Gross National Product (GNP): GDP plus Net Factor Income from Abroad (NFIA).
GNP = GDP + NFIA
NFIA = Factor income earned by residents abroad - Factor income paid to non-residents in the country.
Net National Product (NNP): GNP minus depreciation (Consumption of Fixed Capital).
NNP = GNP - Depreciation
National Income (NI) = NNP at Factor Cost: NNP at market prices minus Net Indirect Taxes.
NI = NNPMP - Net Indirect Taxes
Net Indirect Taxes = Indirect Taxes - Subsidies
Personal Income and Disposable Income:
Personal Income = NI - Retained Earnings - Corporate Tax + Transfer Payments
Disposable Income = Personal Income - Personal Taxes
Three Methods of Measuring National Income
1. Value Added Method (Product Method):
Sum of value added by all producing units in the economy.
Value Added = Value of Output - Value of Intermediate Inputs
GDPMP = Sum of GVA of all sectors
2. Income Method:
Sum of all factor payments: wages, rent, interest, and profit.
NI = Compensation of Employees + Rent + Interest + Profit + Mixed Income
3. Expenditure Method:
GDPMP = C + I + G + (X - M)
where C = Private Final Consumption, I = Gross Investment, G = Government Final Consumption, X = Exports, M = Imports.
Avoiding double counting
Wheat worth Rs. 100 is sold to a flour mill. The mill adds value and sells flour for Rs. 150 to a bakery. The bakery sells bread for Rs. 200. GDP counts only the final value: Rs. 200. Or sum of value added: 100 + 50 + 50 = Rs. 200. Both give the same answer.
GDP to GNP conversion
Suppose GDP = Rs. 1,00,000 crore. Indians working abroad send home factor income worth Rs. 5,000 crore. Foreign workers in India remit Rs. 2,000 crore abroad. NFIA = 5,000 - 2,000 = Rs. 3,000 crore. GNP = 1,00,000 + 3,000 = Rs. 1,03,000 crore.
NNP and depreciation
GNP = Rs. 1,03,000 crore. Capital goods worth Rs. 8,000 crore wore out during the year (depreciation). NNPMP = 1,03,000 - 8,000 = Rs. 95,000 crore.

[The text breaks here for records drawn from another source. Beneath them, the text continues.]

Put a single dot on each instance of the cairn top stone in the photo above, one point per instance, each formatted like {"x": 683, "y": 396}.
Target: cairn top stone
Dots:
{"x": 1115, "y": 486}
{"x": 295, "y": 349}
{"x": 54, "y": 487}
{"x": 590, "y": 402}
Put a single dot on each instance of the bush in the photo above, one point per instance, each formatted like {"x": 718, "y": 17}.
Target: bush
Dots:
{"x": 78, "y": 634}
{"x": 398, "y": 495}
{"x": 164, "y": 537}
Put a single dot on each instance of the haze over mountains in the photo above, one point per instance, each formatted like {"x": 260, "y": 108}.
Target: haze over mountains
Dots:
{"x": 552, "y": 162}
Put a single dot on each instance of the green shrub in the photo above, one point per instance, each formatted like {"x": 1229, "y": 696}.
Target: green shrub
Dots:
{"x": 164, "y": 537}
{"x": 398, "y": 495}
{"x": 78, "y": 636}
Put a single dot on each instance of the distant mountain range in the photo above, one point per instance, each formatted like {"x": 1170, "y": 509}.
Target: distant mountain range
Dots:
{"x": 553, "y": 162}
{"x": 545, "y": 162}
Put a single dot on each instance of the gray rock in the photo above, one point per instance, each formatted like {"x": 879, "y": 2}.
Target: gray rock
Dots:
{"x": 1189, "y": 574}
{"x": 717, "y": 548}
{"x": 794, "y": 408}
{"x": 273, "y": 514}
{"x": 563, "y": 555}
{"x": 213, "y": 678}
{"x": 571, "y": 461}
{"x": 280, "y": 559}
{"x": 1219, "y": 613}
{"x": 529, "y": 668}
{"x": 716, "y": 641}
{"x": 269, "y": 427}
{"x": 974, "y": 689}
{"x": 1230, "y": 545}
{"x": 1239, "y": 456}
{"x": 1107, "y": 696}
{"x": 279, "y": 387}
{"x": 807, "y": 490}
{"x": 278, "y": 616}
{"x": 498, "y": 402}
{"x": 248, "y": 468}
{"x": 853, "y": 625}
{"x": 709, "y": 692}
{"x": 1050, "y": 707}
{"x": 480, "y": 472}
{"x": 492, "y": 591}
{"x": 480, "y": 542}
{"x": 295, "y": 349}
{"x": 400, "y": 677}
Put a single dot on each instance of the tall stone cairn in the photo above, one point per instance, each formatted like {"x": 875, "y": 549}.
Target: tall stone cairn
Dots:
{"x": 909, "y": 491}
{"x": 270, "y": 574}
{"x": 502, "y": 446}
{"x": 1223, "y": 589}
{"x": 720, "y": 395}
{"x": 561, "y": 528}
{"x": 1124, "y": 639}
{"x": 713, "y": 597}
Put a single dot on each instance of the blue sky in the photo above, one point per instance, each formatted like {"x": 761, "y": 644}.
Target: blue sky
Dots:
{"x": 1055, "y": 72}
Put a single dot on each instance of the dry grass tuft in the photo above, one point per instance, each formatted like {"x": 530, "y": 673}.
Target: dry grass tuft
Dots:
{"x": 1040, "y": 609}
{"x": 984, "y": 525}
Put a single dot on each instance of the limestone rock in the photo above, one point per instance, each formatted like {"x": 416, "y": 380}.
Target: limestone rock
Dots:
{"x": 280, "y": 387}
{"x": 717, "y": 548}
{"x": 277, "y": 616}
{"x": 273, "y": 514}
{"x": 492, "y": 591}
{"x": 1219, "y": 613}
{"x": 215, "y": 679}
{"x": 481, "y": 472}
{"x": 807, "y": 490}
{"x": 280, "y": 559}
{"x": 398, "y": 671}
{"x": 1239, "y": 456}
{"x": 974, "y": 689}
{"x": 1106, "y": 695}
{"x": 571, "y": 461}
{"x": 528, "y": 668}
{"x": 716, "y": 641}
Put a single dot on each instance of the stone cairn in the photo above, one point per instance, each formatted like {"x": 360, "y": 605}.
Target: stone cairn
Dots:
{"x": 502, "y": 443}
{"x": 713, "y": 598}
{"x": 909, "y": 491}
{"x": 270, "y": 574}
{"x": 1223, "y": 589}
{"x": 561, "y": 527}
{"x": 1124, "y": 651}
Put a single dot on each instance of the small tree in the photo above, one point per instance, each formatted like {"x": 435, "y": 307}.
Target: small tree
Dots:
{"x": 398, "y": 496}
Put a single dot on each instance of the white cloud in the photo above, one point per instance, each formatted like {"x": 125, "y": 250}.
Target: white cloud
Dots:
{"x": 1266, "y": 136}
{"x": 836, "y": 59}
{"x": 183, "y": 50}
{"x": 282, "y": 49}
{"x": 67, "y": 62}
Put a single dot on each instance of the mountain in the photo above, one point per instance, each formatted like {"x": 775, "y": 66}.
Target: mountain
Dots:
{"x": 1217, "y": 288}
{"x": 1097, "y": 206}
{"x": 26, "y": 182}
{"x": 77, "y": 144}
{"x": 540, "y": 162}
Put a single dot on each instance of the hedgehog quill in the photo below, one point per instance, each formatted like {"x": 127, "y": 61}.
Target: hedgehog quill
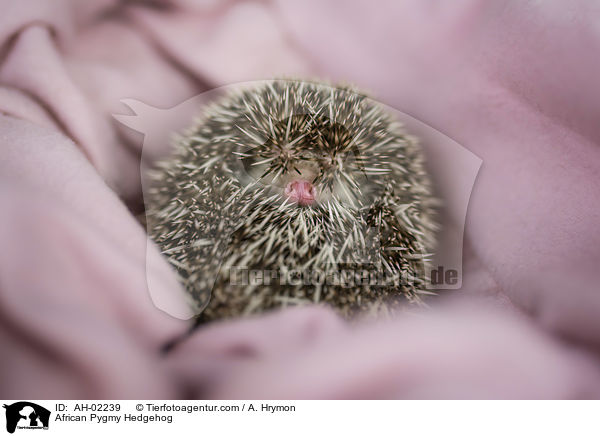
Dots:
{"x": 290, "y": 193}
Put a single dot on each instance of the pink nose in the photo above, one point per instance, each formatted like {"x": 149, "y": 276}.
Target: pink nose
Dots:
{"x": 301, "y": 192}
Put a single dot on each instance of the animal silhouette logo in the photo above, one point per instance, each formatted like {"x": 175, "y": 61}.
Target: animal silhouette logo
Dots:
{"x": 26, "y": 415}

Market price to factor cost
NNPMP = Rs. 95,000 crore. Government collected Rs. 5,000 crore as indirect taxes and paid Rs. 1,000 crore as subsidies. Net Indirect Taxes = 5,000 - 1,000 = 4,000 crore. NNPFC = National Income = 95,000 - 4,000 = Rs. 91,000 crore.
Expenditure method
A small economy: C = Rs. 600 crore, I = Rs. 150 crore, G = Rs. 100 crore, X = Rs. 80 crore, M = Rs. 60 crore. GDPMP = 600 + 150 + 100 + (80 - 60) = Rs. 870 crore.
Income method
Compensation of employees = Rs. 400 crore, Rent = Rs. 80 crore, Interest = Rs. 70 crore, Profit = Rs. 100 crore, Mixed income = Rs. 150 crore. NI = 400 + 80 + 70 + 100 + 150 = Rs. 800 crore.
Real vs Nominal GDP
Nominal GDP in Year 1 = Rs. 1,000 crore (base year). Nominal GDP in Year 2 = Rs. 1,200 crore. Price index in Year 2 = 110. Real GDP Year 2 = (1200 / 110) x 100 = Rs. 1,090.9 crore. The economy grew in real terms by about 9%, not 20%.
Common mistakes
- Do not include intermediate goods in GDP — this causes double counting.

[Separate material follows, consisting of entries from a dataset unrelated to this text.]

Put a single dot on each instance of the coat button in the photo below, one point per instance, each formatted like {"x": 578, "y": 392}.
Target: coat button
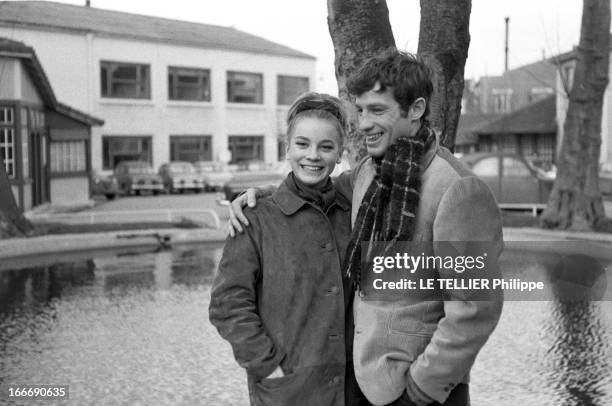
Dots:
{"x": 327, "y": 246}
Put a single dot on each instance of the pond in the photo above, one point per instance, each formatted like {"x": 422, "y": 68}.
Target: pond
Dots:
{"x": 132, "y": 328}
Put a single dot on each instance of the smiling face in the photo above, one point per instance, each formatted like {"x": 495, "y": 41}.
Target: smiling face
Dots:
{"x": 382, "y": 120}
{"x": 314, "y": 148}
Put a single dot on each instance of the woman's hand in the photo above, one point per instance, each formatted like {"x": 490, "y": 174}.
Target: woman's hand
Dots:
{"x": 236, "y": 216}
{"x": 277, "y": 373}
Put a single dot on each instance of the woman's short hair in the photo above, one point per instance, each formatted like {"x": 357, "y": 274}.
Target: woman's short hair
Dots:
{"x": 317, "y": 105}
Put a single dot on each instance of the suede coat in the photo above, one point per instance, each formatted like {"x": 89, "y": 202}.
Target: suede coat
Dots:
{"x": 278, "y": 299}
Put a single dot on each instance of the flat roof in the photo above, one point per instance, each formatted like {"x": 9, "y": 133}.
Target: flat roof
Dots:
{"x": 67, "y": 17}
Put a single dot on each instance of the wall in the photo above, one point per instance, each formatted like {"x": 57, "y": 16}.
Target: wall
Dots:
{"x": 69, "y": 190}
{"x": 73, "y": 67}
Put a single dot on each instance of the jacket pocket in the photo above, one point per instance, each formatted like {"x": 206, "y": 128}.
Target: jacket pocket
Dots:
{"x": 408, "y": 321}
{"x": 285, "y": 390}
{"x": 277, "y": 383}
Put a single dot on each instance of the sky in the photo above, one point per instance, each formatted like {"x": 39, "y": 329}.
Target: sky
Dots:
{"x": 537, "y": 27}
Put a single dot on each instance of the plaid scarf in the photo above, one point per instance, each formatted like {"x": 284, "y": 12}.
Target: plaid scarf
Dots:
{"x": 388, "y": 209}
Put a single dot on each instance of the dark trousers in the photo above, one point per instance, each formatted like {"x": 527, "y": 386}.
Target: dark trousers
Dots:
{"x": 352, "y": 394}
{"x": 460, "y": 396}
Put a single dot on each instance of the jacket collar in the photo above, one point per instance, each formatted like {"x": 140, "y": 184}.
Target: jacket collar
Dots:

- Depreciation is subtracted to go from Gross to Net (GNP to NNP).
- Indirect taxes are subtracted and subsidies are added when converting from Market Price to Factor Cost.
- Transfer payments (pensions, scholarships) are NOT included in GDP — no production occurs.

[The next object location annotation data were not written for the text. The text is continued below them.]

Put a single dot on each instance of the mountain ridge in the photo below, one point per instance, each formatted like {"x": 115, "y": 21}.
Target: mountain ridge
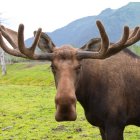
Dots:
{"x": 81, "y": 30}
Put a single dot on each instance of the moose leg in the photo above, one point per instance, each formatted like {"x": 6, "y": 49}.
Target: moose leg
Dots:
{"x": 114, "y": 133}
{"x": 102, "y": 131}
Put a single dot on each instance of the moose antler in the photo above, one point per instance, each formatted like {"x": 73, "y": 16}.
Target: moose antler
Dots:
{"x": 17, "y": 39}
{"x": 113, "y": 48}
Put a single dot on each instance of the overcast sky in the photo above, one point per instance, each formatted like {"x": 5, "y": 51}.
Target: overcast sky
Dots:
{"x": 51, "y": 14}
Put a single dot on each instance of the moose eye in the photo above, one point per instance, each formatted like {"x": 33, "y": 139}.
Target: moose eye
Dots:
{"x": 78, "y": 68}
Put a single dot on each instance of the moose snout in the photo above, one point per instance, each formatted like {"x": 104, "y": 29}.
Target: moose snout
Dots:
{"x": 65, "y": 109}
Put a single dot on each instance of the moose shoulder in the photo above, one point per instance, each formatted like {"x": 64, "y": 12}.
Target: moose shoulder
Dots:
{"x": 104, "y": 80}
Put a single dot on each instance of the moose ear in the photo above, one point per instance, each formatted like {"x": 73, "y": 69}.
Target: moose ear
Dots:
{"x": 45, "y": 43}
{"x": 92, "y": 45}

- Stock and share transactions are NOT included — they are not current production.
Summary
National Income Accounting measures economic activity using GDP, GNP, NNP, and NI. Three methods — value added, income, and expenditure — all give the same result when correctly applied. Moving from GDP to NI involves adding NFIA, subtracting depreciation, and subtracting net indirect taxes. Real GDP adjusts for inflation and better reflects actual growth.